Ceci m’amène à l’histoire de ma patiente. Je vais l’appeler Josefina car je l’ai décidé ainsi et que de toute façon, vous n’avez pas le choix. Josefina a toujours le sourire, toujours un mot gentil pour le personnel. Enfin, plus le sourire que le mot car elle parle mal français. Elle est chez nous après un AVC (Accident Vasculaire Cérébral) et depuis, a du mal à se servir de son côté gauche. C’est compliqué, mais depuis quelques temps elle arrive à remarcher.

Nous décidons de la mettre à l’épreuve et de la faire marcher dans des conditions différentes pour l’évaluer (vitesse, longueur de pas), mais aussi regarder ce qu’on appelle le schéma de marche. Pourquoi Josefina ne marche-t-elle pas comme vous et moi ? Est-ce qu’elle plie bien la hanche, le genou ? Sait-elle relever le pied ?

Alors nous la testons. D’abord avec ses chaussures, puis sans. Quand on regarde les données, on n’y comprend rien. Josefina marche plus vite sans chaussure qu’avec, alors que d’habitude c’est toujours l’inverse. On se regarde. Peut-être n’avait-elle pas compris la consigne la première fois ? Mon chef se baisse pour regarder les chaussures. La semelle est bien régulière, pas d’aspérité. Elles sont neuves, à scratches pour plus de facilité, ont l’air confortables. Alors on se dit que c’est peut-être un mauvais jour et qu’il faut la réévaluer à un autre moment.
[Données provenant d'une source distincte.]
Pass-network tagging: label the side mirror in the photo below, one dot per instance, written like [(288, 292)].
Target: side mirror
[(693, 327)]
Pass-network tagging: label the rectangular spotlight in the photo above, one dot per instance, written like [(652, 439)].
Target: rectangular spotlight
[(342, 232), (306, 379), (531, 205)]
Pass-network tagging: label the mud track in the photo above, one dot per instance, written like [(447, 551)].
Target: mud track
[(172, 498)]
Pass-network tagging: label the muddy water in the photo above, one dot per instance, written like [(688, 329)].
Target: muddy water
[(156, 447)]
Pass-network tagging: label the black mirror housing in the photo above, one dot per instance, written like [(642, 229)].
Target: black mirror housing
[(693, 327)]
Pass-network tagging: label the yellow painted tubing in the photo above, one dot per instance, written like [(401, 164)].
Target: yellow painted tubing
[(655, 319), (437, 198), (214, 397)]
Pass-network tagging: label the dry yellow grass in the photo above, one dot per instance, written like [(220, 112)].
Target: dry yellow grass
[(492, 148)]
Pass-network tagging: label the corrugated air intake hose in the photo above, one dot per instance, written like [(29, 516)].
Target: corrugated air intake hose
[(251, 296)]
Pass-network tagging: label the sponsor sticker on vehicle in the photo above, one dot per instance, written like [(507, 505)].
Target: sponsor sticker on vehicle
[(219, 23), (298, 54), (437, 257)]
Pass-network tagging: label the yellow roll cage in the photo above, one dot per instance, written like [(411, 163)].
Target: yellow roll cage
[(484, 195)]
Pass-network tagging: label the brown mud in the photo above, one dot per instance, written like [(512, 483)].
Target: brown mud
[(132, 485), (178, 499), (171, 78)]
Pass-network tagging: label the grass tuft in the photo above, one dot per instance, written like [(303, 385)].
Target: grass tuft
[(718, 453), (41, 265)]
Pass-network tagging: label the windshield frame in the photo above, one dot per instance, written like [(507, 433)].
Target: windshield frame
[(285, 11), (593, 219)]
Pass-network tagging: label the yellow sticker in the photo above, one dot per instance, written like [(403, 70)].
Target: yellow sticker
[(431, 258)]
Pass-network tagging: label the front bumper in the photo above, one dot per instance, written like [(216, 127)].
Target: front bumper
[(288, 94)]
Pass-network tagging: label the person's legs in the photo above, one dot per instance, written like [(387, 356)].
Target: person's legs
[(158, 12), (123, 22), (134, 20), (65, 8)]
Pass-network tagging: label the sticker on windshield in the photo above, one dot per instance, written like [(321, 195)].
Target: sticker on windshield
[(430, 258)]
Je l’aide à remettre ses chaussures pour aller plus vite et quand je lui enfile sa basket, à l’inverse du Prince Charmant avec Cendrillon, je me rends compte que ce n’est pas chaussure à son pied. Son gros orteil arrive littéralement au milieu de la chaussure. Je la regarde, stupéfaite et je lui demande si c’est sa taille. Elle me sourit comme à son habitude, et on finit par comprendre que non. C’est. Trois. Tailles. Au. Dessus. Manque de moyen ? Manque d’attention de la famille ? De notre part ?

Toujours est-il que Josefina fait sa rééducation depuis plusieurs semaines avec des chaussures beaucoup trop grandes pour elle. Autant s’inscrire à l’école de clown directement cela ira plus vite.

Donc à l’université, on nous apprend à examiner et à déshabiller. Dans la vraie vie, on apprend à ausculter et à rhabiller. Et à prescrire de nouvelles chaussures à la taille du patient.